Considering the wide range of therapeutic options for localized prostate cancer (e.g., active surveillance, radiation-beam therapy, focal therapy, and radical prostatectomy), accurate assessment of the aggressiveness and localization of primary prostate cancer lesions is essential for treatment decision making. National Comprehensive Cancer Network guidelines recognize prostate-specific membrane antigen (PSMA) PET/CT for use in initial staging of high-risk primary prostate cancer. The gastrin-releasing peptide receptor (GRP-R) is a neuropeptide receptor overexpressed by low-risk prostate cancer cells. We aimed to perform the first (to our knowledge) prospective head-to-head comparison of PSMA- and GRP-R-targeted imaging at initial staging to understand how PSMA PET and GRP-R PET can be used or combined in clinical practice. This was a prospective, single-center, diagnostic cross-sectional imaging study using anonymized, masked, and independent interpretations of paired PET/CT studies in 22 patients with Ga-PSMA-617 (a radiolabeled PSMA inhibitor) and Ga-RM2 (Ga-DOTA-4-amino-1-carboxymethylpiperidine-d-Phe-Gln-Trp-Ala-Val-Gly-His-Sta-Leu-NH2, a radiolabeled GRP-R antagonist). We enrolled patients with newly diagnosed, biopsy-proven prostate cancer. None had received neoadjuvant hormone therapy or chemotherapy, and all underwent extended pelvic lymph node dissection. Histologic findings served as a reference. On a lesion-based analysis (including lesions < 0.1 cm), Ga-PSMA-617 PET/CT detected 74.3% (26/35) of all tumor lesions and Ga-RM2 PET/CT detected 78.1% (25/32; 1 patient could not be offered Ga-RM2 PET/CT). Paired examinations showed positive uptake of the 2 tracers in 21 of 32 lesions (65.6%), negative uptake in 5 of 32 lesions (15.6%), and discordant uptake in 6 of 32 lesions (18.8%). Uptake of Ga-PSMA-617 was higher when the International Society of Urological Pathology (ISUP) score was at least 4 versus at least 1 ( < 0.0001) or 2 ( = 0.0002). There were no significant differences in uptake between ISUP scores for Ga-RM2. Median Ga-RM2 SUV was significantly higher than median Ga-PSMA-617 SUV in the ISUP-2 subgroup ( = 0.01). Ga-PSMA-617 PET/CT is useful to depict higher, more clinically significant ISUP score lesions, and Ga-RM2 PET/CT has a higher detection rate for low-ISUP tumors. Combining PSMA PET and GRP-R PET allows for better classification of intraprostatic lesions.
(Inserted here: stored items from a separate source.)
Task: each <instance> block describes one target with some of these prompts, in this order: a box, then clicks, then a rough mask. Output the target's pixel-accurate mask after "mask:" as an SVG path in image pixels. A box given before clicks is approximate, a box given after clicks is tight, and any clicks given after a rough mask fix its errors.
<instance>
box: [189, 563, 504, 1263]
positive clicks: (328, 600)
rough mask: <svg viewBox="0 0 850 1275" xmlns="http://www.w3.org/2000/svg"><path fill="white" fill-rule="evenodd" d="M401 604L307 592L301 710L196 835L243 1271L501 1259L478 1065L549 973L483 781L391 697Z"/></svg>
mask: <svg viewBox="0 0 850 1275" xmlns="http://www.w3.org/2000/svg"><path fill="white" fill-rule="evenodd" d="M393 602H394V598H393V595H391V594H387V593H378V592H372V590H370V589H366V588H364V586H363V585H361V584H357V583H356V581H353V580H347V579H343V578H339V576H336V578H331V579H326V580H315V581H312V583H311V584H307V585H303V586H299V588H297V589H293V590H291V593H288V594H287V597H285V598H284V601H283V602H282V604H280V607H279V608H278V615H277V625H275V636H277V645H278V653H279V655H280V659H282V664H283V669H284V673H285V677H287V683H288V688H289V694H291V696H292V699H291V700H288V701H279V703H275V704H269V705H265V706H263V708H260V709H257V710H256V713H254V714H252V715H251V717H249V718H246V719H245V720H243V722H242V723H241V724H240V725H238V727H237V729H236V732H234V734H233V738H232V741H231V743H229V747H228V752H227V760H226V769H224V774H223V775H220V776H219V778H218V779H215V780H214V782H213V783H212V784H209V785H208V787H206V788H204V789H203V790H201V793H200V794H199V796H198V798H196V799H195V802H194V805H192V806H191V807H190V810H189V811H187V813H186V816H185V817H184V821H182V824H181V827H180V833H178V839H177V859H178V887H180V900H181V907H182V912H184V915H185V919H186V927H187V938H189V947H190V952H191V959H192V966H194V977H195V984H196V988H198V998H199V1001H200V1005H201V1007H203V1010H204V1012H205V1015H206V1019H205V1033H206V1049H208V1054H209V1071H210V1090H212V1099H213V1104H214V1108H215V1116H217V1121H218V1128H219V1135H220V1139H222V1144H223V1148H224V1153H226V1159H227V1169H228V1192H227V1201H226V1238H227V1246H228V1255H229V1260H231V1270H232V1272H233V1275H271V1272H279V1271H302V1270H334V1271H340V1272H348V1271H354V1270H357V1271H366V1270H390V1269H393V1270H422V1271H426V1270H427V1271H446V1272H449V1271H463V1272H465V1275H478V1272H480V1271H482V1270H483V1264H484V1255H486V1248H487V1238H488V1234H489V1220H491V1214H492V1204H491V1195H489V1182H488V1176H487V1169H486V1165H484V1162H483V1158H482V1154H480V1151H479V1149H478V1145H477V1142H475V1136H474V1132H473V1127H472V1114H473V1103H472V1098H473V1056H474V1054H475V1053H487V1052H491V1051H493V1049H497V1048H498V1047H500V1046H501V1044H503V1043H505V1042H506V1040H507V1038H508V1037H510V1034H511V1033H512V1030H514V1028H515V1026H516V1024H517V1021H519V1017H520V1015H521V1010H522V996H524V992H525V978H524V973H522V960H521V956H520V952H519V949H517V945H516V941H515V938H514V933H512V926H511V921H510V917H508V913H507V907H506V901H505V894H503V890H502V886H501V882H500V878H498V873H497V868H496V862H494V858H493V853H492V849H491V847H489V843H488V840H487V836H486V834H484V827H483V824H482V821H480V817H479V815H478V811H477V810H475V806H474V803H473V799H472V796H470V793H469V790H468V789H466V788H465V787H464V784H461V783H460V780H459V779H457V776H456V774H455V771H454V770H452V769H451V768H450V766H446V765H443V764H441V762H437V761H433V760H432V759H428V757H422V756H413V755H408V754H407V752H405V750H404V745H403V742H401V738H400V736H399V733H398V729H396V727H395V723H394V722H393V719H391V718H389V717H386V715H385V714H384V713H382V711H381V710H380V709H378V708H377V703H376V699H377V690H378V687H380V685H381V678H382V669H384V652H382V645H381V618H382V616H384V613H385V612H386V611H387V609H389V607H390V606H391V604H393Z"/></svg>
考虑到局部前列腺癌(例如主动监测、射线束治疗、局灶治疗和根治性前列腺切除术)的广泛治疗选择,准确评估原发性前列腺癌病变的侵袭性和定位对于治疗决策至关重要。美国国家综合癌症网络指南承认前列腺特异性膜抗原(PSMA)PET/CT 可用于高危原发性前列腺癌的初始分期。胃泌素释放肽受体(GRP-R)是低危前列腺癌细胞过度表达的神经肽受体。我们旨在首次(据我们所知)进行 PSMA 和 GRP-R 靶向成像的前瞻性头对头比较,以了解 PSMA PET 和 GRP-R PET 如何在临床实践中使用或结合。这是一项前瞻性、单中心、诊断性横断面成像研究,使用 22 名患者的 Ga-PSMA-617(一种放射性标记的 PSMA 抑制剂)和 Ga-RM2(Ga-DOTA-4-氨基-1-羧甲基哌啶-d-Phe-Gln-Trp-Ala-Val-Gly-His-Sta-Leu-NH2,一种放射性标记的 GRP-R 拮抗剂)的配对 PET/CT 研究的匿名、屏蔽和独立解释。我们招募了新诊断、经活检证实的前列腺癌患者。他们均未接受新辅助激素治疗或化疗,所有患者均接受了广泛的盆腔淋巴结清扫术。组织学发现作为参考。在基于病变的分析(包括<0.1cm 的病变)中,Ga-PSMA-617 PET/CT 检测到 74.3%(26/35)的所有肿瘤病变,Ga-RM2 PET/CT 检测到 78.1%(25/32;1 名患者无法接受 Ga-RM2 PET/CT)。配对检查显示,21 个 32 个病变中的 2 个示踪剂呈阳性摄取(65.6%),5 个病变呈阴性摄取(15.6%),6 个病变呈摄取不一致(18.8%)。当国际泌尿病理学会(ISUP)评分至少为 4 时,Ga-PSMA-617 的摄取高于至少为 1(<0.0001)或 2(=0.0002)。Ga-RM2 的摄取与 ISUP 评分之间没有显著差异。ISUP-2 亚组中 Ga-RM2 的 SUV 中位数明显高于 Ga-PSMA-617 的 SUV 中位数(=0.01)。Ga-PSMA-617 PET/CT 可用于描绘更高、更具临床意义的 ISUP 评分病变,而 Ga-RM2 PET/CT 对低 ISUP 肿瘤的检测率更高。结合 PSMA PET 和 GRP-R PET 可更好地对前列腺内病变进行分类。